|Lesser Celendine ? © Joseph DiCostanzo|
Eastern Phoebes and Carolina Wrens called from various places in the Clove. The ridge was fairly quiet except for four species of woodpeckers: Downy, Hairy, Red-bellied and Northern Flicker. As I came down the road from the Henry Hudson Bridge, just above the soccer fields I heard a Prairie Warbler sing and then spotted it off the road below me. Others have seen Prairies this spring, but this was my first of the year. It has always been one of my favorites and its distinctive rising song I think was the first warbler song I have learned when I was a beginning birder.
|Prairie Warbler (male) © Joseph DiCostanzo|
Crossing the soccer field there was a group of five Brown-headed Cowbirds (males and females) and a sparrow flew up and over to the top of the fence around the small wet area at the north side of the field. Checking it in my binoculars I saw it was my first Savannah Sparrow of the year - two year birds in just a few minutes as I was heading out.
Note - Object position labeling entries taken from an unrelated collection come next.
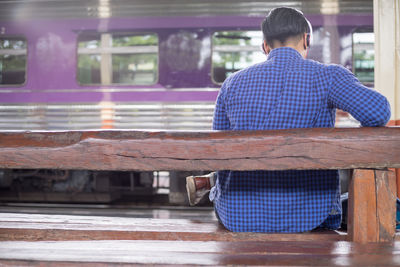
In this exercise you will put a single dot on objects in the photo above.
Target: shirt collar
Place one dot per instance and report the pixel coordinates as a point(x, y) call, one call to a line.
point(286, 52)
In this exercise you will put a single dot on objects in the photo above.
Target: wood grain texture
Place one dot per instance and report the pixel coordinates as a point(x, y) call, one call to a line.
point(372, 206)
point(326, 148)
point(362, 222)
point(39, 227)
point(189, 253)
point(386, 204)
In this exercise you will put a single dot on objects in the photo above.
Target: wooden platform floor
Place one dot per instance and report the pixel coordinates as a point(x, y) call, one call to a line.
point(28, 239)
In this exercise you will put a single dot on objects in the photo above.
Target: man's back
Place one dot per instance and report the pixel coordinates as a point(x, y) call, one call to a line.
point(286, 92)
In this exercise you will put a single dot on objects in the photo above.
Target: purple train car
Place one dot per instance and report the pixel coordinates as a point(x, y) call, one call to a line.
point(156, 64)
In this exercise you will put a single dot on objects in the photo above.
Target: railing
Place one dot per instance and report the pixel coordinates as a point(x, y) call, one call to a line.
point(368, 150)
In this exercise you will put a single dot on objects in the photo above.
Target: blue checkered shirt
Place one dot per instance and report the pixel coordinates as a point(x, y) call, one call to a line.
point(287, 91)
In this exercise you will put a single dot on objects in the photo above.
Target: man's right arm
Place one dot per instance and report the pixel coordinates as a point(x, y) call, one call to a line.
point(221, 120)
point(347, 93)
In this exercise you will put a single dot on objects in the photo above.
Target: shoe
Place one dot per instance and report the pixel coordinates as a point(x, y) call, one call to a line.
point(198, 186)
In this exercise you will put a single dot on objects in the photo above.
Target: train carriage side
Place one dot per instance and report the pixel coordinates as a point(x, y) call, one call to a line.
point(138, 72)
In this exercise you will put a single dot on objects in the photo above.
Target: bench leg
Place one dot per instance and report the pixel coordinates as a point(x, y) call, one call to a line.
point(372, 206)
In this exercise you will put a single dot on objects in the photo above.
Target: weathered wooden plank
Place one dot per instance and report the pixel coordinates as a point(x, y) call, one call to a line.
point(327, 148)
point(112, 253)
point(36, 227)
point(362, 222)
point(372, 206)
point(386, 204)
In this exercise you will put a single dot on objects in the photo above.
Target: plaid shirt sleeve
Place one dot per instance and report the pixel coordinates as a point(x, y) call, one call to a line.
point(347, 93)
point(221, 120)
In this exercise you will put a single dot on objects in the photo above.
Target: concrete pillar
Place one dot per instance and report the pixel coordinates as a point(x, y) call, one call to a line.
point(387, 57)
point(387, 53)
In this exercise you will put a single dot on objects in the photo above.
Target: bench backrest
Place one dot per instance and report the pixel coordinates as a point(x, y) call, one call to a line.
point(327, 148)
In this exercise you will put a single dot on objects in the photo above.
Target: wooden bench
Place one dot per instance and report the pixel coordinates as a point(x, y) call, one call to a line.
point(370, 151)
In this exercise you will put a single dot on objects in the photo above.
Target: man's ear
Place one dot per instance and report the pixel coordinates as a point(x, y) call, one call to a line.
point(266, 48)
point(306, 41)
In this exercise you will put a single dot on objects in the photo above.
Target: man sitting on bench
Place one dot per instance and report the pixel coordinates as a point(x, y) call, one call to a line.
point(286, 91)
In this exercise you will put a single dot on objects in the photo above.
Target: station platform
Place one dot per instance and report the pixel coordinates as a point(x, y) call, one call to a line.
point(36, 237)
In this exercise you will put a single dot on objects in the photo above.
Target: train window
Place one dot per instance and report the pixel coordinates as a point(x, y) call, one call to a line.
point(12, 60)
point(363, 56)
point(106, 59)
point(234, 50)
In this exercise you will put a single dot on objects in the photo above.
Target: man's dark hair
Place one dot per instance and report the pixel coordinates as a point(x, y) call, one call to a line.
point(282, 23)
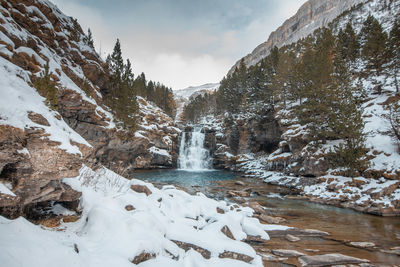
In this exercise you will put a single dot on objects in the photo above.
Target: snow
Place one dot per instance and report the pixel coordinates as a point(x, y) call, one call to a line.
point(109, 235)
point(159, 151)
point(193, 91)
point(18, 98)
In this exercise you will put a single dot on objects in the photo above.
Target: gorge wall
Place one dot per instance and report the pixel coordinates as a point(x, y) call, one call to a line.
point(42, 143)
point(312, 15)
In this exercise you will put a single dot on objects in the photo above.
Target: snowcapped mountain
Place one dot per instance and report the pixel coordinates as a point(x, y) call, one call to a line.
point(182, 96)
point(193, 91)
point(312, 15)
point(52, 113)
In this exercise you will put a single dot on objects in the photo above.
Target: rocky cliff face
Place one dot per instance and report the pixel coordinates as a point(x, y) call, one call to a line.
point(39, 144)
point(311, 16)
point(246, 134)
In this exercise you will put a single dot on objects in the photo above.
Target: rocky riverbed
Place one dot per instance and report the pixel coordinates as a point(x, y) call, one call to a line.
point(319, 235)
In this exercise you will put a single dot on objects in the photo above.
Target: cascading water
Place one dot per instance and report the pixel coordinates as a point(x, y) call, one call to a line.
point(192, 154)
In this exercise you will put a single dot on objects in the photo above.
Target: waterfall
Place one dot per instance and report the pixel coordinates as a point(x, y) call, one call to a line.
point(192, 154)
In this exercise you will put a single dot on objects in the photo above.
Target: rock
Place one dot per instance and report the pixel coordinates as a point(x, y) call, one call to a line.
point(315, 13)
point(329, 259)
point(226, 231)
point(385, 191)
point(142, 257)
point(232, 193)
point(270, 219)
point(258, 209)
point(297, 232)
point(186, 246)
point(141, 189)
point(292, 238)
point(37, 118)
point(394, 250)
point(236, 256)
point(287, 253)
point(271, 258)
point(311, 250)
point(35, 175)
point(220, 211)
point(129, 207)
point(362, 244)
point(239, 183)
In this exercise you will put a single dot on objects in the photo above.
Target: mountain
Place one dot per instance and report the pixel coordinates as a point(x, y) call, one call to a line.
point(190, 91)
point(312, 15)
point(54, 116)
point(318, 114)
point(182, 96)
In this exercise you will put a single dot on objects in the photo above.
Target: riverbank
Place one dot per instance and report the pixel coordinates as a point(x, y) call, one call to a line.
point(373, 196)
point(335, 231)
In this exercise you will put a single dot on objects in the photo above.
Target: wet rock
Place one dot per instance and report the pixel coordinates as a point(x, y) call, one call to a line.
point(297, 232)
point(142, 257)
point(394, 250)
point(129, 207)
point(292, 238)
point(329, 259)
point(311, 250)
point(220, 211)
point(141, 189)
point(258, 209)
point(362, 244)
point(226, 231)
point(236, 256)
point(232, 193)
point(186, 246)
point(37, 118)
point(272, 258)
point(270, 219)
point(239, 183)
point(287, 253)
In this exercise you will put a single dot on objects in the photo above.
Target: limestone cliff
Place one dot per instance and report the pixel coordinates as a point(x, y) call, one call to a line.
point(42, 143)
point(311, 16)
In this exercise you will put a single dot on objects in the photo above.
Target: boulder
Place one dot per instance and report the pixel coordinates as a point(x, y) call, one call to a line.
point(141, 189)
point(287, 253)
point(270, 219)
point(292, 238)
point(329, 260)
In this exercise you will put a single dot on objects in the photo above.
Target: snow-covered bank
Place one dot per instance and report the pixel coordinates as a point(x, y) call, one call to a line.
point(376, 196)
point(163, 223)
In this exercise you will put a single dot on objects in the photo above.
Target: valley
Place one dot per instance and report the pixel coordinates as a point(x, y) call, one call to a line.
point(292, 159)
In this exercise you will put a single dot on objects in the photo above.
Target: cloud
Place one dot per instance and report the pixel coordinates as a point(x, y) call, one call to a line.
point(179, 42)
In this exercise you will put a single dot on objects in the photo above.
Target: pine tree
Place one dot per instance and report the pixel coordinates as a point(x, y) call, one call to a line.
point(394, 42)
point(122, 97)
point(346, 122)
point(317, 61)
point(89, 39)
point(348, 46)
point(374, 49)
point(46, 87)
point(117, 62)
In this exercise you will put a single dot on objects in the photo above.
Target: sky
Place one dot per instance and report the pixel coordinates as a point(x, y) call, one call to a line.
point(180, 43)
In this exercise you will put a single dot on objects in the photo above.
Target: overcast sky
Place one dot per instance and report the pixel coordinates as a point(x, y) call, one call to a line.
point(180, 43)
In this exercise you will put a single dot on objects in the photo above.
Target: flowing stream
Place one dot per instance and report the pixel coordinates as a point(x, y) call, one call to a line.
point(192, 154)
point(195, 174)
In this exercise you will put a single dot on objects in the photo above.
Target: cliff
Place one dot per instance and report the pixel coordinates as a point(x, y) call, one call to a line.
point(46, 135)
point(312, 15)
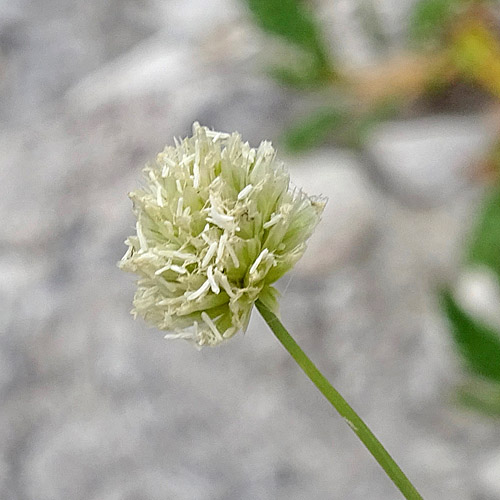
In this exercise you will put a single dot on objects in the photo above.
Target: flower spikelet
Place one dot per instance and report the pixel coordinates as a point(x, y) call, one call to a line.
point(217, 224)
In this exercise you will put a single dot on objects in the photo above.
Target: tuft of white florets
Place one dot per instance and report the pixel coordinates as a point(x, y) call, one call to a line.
point(217, 224)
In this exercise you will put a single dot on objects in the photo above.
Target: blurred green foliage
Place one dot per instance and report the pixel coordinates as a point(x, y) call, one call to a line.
point(341, 124)
point(295, 23)
point(478, 344)
point(315, 129)
point(485, 244)
point(430, 19)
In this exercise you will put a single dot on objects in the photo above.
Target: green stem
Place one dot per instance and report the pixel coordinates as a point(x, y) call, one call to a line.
point(340, 404)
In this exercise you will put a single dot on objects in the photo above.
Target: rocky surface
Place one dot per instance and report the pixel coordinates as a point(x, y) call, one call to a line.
point(95, 406)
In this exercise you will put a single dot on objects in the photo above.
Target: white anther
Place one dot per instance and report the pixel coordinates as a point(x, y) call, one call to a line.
point(201, 291)
point(212, 249)
point(142, 239)
point(213, 284)
point(180, 206)
point(208, 321)
point(220, 250)
point(272, 221)
point(196, 176)
point(245, 192)
point(258, 260)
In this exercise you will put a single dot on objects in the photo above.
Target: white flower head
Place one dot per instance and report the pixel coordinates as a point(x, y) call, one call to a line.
point(217, 224)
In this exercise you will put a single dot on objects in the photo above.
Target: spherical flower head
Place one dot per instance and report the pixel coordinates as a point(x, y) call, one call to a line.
point(217, 224)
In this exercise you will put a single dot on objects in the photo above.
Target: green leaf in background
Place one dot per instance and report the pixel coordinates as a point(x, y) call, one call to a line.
point(291, 20)
point(485, 244)
point(431, 18)
point(314, 130)
point(478, 344)
point(481, 395)
point(362, 125)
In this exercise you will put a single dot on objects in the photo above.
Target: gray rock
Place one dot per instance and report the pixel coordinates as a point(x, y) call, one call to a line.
point(430, 159)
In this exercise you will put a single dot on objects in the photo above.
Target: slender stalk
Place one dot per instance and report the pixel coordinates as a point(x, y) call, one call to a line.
point(340, 404)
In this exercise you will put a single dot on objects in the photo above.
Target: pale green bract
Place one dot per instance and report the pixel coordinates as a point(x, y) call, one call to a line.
point(217, 224)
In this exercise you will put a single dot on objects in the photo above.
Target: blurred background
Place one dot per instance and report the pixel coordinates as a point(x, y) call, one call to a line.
point(390, 108)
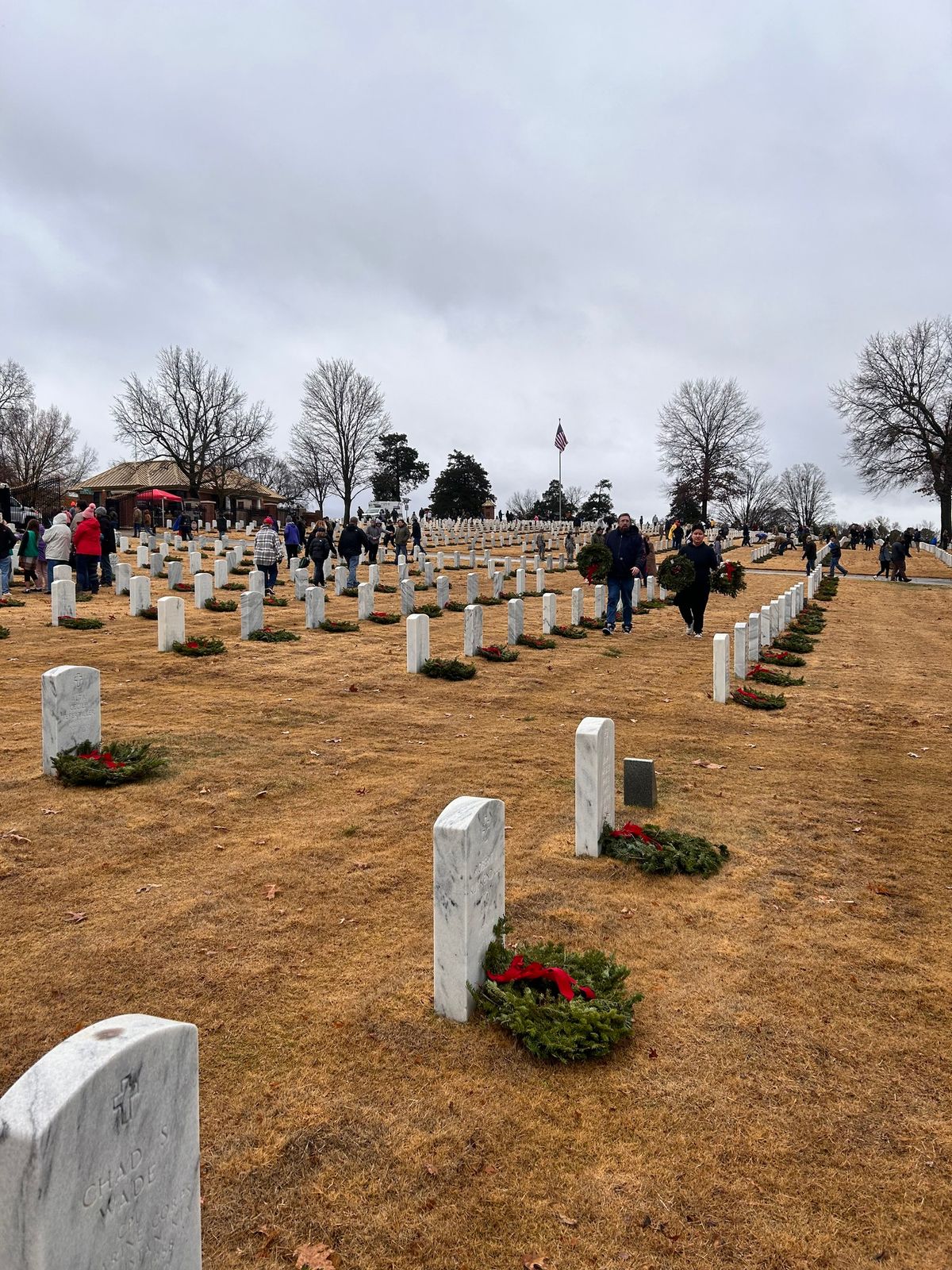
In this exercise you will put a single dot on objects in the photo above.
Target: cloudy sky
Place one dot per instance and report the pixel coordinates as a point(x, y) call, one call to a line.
point(505, 213)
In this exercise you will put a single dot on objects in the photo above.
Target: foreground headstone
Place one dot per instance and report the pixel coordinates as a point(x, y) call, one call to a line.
point(516, 626)
point(578, 603)
point(594, 783)
point(251, 613)
point(171, 622)
point(473, 629)
point(314, 607)
point(63, 600)
point(99, 1153)
point(740, 651)
point(549, 614)
point(640, 783)
point(71, 714)
point(203, 588)
point(721, 670)
point(418, 641)
point(469, 899)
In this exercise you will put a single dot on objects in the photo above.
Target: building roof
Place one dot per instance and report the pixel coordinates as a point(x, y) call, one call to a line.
point(165, 474)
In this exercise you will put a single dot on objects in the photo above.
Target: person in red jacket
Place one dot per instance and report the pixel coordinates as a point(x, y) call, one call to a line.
point(86, 543)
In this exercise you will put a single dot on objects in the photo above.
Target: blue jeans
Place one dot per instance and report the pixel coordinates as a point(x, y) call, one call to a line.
point(86, 573)
point(617, 587)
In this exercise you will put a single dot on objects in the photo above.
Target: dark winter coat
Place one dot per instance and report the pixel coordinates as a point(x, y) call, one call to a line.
point(628, 552)
point(352, 541)
point(704, 559)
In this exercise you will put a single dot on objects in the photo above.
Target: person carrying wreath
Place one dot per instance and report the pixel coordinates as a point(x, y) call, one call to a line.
point(692, 601)
point(628, 550)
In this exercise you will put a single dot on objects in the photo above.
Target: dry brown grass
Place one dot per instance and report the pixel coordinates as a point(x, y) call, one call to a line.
point(785, 1099)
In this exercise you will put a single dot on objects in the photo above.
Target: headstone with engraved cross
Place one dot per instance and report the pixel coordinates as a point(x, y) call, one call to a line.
point(99, 1153)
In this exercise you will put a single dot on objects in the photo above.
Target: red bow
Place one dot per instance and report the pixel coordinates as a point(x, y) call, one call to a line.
point(562, 981)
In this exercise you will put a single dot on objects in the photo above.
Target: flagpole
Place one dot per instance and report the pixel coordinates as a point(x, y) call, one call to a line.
point(560, 476)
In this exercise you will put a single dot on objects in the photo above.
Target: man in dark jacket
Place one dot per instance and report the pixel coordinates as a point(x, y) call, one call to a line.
point(351, 544)
point(692, 600)
point(628, 550)
point(319, 550)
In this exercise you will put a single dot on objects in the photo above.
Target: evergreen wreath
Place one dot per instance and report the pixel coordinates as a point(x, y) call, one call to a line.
point(562, 1006)
point(117, 764)
point(766, 675)
point(494, 653)
point(535, 641)
point(338, 628)
point(272, 635)
point(663, 851)
point(205, 645)
point(676, 573)
point(781, 658)
point(593, 562)
point(758, 700)
point(447, 668)
point(82, 624)
point(729, 579)
point(790, 641)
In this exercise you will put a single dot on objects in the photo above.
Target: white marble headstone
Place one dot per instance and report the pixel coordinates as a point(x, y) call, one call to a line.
point(469, 899)
point(71, 714)
point(594, 783)
point(99, 1153)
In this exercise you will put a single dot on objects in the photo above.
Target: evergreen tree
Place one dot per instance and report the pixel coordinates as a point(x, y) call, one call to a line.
point(598, 505)
point(461, 488)
point(399, 468)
|Savannah Sparrow © Joseph DiCostanzo|
When Ann and I came back in after lunch, unfortunately we could not refind the Prairie Warbler, but we did see a Palm Warbler up on the ridge. On the ridge we saw two Mourning Cloak butterflies and coming back down the Clove we enjoyed a very cooperative male Spring Azure. (I believe it was a male based on the bright blue upper wings which you cannot see in the photo.)
|Spring Azure © Joseph DiCostanzo|
Finally, crossing the soccer fields, I did not see the Savannah Sparrow, but there were a couple of singing Chipping Sparrows.
|Chipping Sparrow © Joseph DiCostanzo|
I can't wait to see what tomorrow morning may bring. It is the time of year when every day is a surprise.
[UPDATE: The Prairie Warbler and Savannah Sparrow were my 76th and 77th species for Inwood for the year.]